Dragon Quest X is the newest game in the immensely popular Dragon Quest series. It is also the series' first MMORPG. While the prologue of the game (the first two hours or so) is a strictly single player affair, the game soon opens up into a massive online world. But as Dragon Quest X is a MMO marketed to an audience largely unfamiliar with MMOs, there is one question that must be answered: what exactly did they add to make Dragon Quest X into an MMORPG?
Once you get online, the starting quests are all designed to acquaint you with the skills you'll need in an MMO—though mainly just the social ones. First you learn how to access the quick chat menu and choose a preprogrammed response like "thank you," "good job," or "I've got to go."
Next you learn how to input a custom message—and if you don't have a keyboard hooked up to your Wii, you'll be using the most counter intuitive word input system ever known to man. Instead of opening a window with a virtual keyboard inside, you get a system that cycles through the letters based on the direction you press. The only problem is that depending on the letter, the buttons you have to press to cycle are different. In other words, sometimes you press left/right to cycle the letters, other times you press up/down. It's completely arbitrary and staggeringly frustrating.

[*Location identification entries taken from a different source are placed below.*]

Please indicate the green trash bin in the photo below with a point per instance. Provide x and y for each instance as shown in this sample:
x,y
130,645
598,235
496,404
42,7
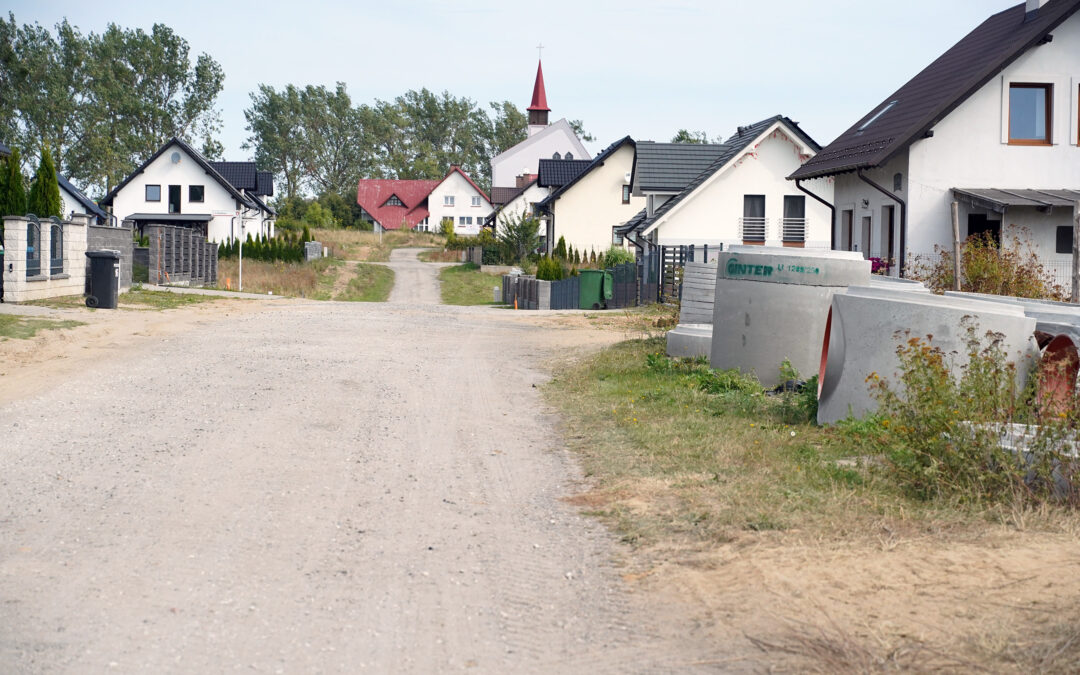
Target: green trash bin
x,y
591,289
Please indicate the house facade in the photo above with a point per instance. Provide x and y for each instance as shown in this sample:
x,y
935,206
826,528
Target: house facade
x,y
422,204
991,124
177,186
586,208
741,197
557,140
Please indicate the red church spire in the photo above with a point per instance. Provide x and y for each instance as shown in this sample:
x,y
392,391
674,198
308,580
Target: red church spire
x,y
539,95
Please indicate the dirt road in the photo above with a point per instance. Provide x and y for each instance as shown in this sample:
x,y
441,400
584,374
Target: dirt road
x,y
312,487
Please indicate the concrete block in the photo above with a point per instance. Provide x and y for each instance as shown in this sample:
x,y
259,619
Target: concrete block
x,y
772,304
866,324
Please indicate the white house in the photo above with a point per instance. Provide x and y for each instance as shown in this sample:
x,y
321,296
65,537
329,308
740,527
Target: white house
x,y
585,210
177,186
391,204
991,124
742,197
544,140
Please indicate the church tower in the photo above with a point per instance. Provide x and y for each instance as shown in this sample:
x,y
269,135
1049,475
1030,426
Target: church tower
x,y
538,109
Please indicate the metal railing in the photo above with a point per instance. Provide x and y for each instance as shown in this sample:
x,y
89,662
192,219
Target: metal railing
x,y
753,228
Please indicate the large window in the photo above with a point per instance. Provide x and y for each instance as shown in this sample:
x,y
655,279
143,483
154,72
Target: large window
x,y
1030,118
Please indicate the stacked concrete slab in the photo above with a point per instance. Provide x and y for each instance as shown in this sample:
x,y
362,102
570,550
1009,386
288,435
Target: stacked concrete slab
x,y
693,335
771,304
866,324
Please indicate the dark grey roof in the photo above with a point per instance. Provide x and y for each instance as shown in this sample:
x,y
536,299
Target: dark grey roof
x,y
171,217
915,108
596,161
633,224
264,184
86,203
733,146
670,166
557,173
999,200
193,154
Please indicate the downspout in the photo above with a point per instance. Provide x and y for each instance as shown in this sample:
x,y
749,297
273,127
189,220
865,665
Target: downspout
x,y
903,217
832,228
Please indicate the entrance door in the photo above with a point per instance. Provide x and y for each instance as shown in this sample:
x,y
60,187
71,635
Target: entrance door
x,y
979,224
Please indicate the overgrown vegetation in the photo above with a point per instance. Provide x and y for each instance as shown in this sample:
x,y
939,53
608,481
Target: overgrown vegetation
x,y
13,326
466,284
1012,268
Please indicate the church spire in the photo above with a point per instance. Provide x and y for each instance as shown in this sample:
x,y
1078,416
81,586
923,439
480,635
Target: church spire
x,y
538,109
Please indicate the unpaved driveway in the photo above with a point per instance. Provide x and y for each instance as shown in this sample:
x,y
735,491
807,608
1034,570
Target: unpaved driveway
x,y
309,487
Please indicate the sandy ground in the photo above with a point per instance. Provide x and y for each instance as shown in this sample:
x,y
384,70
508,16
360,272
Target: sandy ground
x,y
296,487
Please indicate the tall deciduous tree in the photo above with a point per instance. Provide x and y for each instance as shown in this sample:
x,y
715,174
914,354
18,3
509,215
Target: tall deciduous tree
x,y
44,198
12,188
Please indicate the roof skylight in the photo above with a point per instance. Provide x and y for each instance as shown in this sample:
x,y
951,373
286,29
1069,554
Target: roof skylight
x,y
878,116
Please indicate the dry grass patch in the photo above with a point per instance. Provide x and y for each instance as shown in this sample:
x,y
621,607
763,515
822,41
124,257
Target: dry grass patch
x,y
370,246
302,280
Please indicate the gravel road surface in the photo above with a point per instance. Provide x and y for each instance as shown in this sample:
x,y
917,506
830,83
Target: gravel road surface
x,y
314,487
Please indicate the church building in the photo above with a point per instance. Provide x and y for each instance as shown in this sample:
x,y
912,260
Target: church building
x,y
544,142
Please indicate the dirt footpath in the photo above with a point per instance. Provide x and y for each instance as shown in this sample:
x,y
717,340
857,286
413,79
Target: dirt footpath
x,y
298,487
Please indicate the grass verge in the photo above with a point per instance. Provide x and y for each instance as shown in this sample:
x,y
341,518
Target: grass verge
x,y
370,246
464,284
372,283
301,280
25,327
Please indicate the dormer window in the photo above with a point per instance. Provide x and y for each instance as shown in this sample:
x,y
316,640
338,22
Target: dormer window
x,y
1029,113
889,107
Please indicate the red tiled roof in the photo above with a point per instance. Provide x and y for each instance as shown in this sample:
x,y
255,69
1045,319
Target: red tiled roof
x,y
372,196
539,95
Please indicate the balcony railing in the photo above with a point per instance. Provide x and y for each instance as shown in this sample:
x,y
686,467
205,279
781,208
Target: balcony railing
x,y
753,228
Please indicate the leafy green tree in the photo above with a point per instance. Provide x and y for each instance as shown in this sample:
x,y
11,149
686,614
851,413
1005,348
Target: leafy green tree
x,y
44,198
12,188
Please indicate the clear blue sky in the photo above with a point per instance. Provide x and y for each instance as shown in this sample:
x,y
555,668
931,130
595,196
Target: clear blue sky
x,y
644,68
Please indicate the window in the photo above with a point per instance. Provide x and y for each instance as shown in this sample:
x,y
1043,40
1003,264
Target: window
x,y
753,220
1064,239
1029,113
794,229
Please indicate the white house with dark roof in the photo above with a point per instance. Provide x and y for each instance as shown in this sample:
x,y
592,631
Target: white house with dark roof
x,y
736,192
557,140
592,201
177,186
991,124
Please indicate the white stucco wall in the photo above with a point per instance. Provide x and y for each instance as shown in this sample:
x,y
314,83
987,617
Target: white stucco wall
x,y
585,214
456,186
712,214
970,149
217,201
557,137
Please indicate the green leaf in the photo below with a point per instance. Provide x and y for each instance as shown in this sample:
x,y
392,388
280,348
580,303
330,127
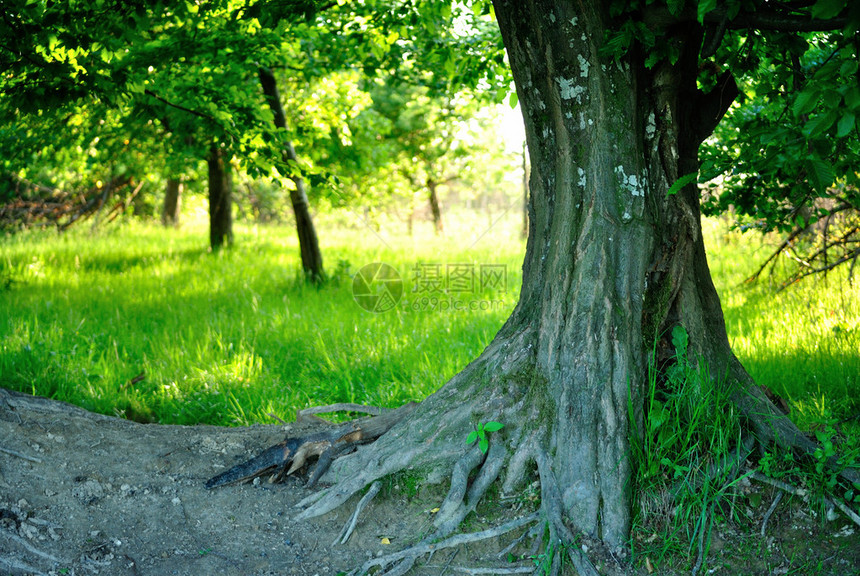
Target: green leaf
x,y
675,6
681,182
845,125
805,102
819,174
680,340
819,123
705,6
827,8
852,98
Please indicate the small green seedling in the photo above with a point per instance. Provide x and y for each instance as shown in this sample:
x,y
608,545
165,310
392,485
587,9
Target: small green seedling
x,y
480,434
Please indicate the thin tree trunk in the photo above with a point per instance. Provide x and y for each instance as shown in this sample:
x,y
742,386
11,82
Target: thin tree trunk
x,y
525,231
220,200
312,262
434,207
172,203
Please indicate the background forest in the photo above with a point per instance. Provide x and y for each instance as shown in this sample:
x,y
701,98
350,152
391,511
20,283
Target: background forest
x,y
190,193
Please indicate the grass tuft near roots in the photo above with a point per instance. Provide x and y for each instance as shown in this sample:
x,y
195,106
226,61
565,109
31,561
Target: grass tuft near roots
x,y
688,457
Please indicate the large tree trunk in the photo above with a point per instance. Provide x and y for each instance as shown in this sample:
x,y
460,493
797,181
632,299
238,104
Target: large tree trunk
x,y
220,199
612,264
308,243
172,202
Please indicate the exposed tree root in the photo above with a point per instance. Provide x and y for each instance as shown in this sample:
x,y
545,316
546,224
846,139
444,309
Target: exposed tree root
x,y
409,555
350,526
431,439
794,491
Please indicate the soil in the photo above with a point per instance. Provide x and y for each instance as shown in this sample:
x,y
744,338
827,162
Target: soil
x,y
82,493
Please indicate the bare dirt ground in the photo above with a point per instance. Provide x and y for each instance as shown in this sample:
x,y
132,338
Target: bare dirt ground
x,y
82,493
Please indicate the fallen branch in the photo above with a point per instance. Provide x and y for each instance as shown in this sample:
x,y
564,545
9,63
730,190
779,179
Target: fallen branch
x,y
341,407
293,453
499,571
755,474
19,455
769,512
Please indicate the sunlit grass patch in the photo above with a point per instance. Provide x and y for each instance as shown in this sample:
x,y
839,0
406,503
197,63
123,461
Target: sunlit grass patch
x,y
231,337
802,342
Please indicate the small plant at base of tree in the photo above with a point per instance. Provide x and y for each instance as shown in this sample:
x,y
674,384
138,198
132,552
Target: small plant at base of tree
x,y
480,434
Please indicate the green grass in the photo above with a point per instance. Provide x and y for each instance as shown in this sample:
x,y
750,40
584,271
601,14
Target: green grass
x,y
802,342
228,338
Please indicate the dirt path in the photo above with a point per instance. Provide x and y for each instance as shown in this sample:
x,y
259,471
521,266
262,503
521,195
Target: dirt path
x,y
90,494
82,494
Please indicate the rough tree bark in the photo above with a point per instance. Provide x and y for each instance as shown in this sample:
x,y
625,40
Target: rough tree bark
x,y
220,199
309,247
612,264
172,202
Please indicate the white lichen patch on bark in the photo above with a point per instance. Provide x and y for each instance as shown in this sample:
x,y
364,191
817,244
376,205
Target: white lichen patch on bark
x,y
583,64
650,126
568,89
632,183
633,196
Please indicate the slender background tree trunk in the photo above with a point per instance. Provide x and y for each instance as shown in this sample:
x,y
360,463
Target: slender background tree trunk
x,y
435,209
312,263
220,200
172,203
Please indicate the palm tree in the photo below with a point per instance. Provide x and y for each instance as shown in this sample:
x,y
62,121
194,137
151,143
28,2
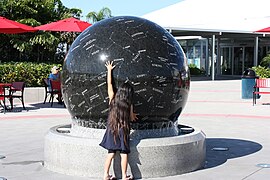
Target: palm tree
x,y
97,16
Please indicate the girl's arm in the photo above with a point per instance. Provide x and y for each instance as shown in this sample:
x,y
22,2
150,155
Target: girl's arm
x,y
133,116
109,65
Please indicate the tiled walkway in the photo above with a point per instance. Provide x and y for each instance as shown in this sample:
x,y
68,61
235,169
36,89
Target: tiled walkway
x,y
215,107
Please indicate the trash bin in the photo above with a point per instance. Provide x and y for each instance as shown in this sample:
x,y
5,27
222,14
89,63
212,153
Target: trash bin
x,y
248,82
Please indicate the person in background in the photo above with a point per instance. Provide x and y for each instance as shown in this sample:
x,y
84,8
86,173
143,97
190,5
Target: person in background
x,y
55,76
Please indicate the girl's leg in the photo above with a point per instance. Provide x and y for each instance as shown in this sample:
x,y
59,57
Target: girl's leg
x,y
124,162
107,165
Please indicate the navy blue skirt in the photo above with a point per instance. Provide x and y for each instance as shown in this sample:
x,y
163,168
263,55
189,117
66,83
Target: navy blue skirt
x,y
118,145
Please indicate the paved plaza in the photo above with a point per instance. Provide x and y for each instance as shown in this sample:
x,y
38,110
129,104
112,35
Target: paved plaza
x,y
238,134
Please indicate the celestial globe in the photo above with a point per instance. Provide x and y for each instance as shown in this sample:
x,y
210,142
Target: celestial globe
x,y
145,55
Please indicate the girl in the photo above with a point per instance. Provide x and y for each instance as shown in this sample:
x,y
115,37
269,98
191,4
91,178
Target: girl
x,y
116,137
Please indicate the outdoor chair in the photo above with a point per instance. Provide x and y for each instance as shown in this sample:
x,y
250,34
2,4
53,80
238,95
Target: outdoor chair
x,y
17,91
55,89
2,98
48,90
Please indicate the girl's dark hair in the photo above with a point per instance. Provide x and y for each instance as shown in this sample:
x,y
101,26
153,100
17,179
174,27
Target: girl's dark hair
x,y
119,116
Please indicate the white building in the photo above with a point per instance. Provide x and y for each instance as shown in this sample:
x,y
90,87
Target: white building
x,y
223,29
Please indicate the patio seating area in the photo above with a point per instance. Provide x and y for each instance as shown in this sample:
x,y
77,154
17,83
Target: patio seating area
x,y
237,140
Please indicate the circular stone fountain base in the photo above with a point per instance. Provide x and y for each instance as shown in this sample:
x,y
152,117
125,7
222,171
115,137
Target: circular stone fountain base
x,y
66,152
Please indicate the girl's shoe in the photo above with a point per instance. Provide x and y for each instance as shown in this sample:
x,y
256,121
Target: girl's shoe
x,y
110,177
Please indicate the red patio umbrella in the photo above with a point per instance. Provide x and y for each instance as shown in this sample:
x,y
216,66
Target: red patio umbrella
x,y
12,27
264,30
68,25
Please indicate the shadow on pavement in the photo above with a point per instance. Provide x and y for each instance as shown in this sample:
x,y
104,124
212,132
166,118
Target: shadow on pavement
x,y
217,78
219,150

Of course, there are other ways to communicate outside of chat and preprogrammed messages. One of the best features in the game is the ability to tag yourself with various icons. These icons each have a meaning which announces to the rest of the players what kind of player you are. There is an icon for players without a keyboard and another for people who have just started playing. But perhaps the most useful is the icon that marks a person as "looking for a group."
This tag makes finding a group spectacularly easy. Just outside the exit to each town, dungeon, and quest hub, you are guaranteed to find a large group of people standing around with their "looking for a group" tags flashing. Just walk up to them, press "A" to inspect them and send them an invite if they match your level.
For the most part, groups will just go grind in a nearby area. However, outside of boss battle, you are likely to find not only players your own level but also large amounts of high level players offering their assistance. And because Dragon Quest X allows you to simply change who the story leader is, you can redo story events—including boss battles—again and again as long as at least one person in the party hasn't done it before.
While I've only played ten hours so far, everyone I've met has been kind, civil, and helpful. But then again, the game pretty much forces them to be. With no PVP, no general chat channel, and a nearly impossible chat interface—not to mention that grouping is by far the best way to level up—there really is no choice but to be nice and forgiving. So by limiting the ways to be a troll and by adding incentives to work together, Square Enix has put together a very beginner-friendly gateway MMO. Whether or not that makes it a good game or not, however, is another question entirely.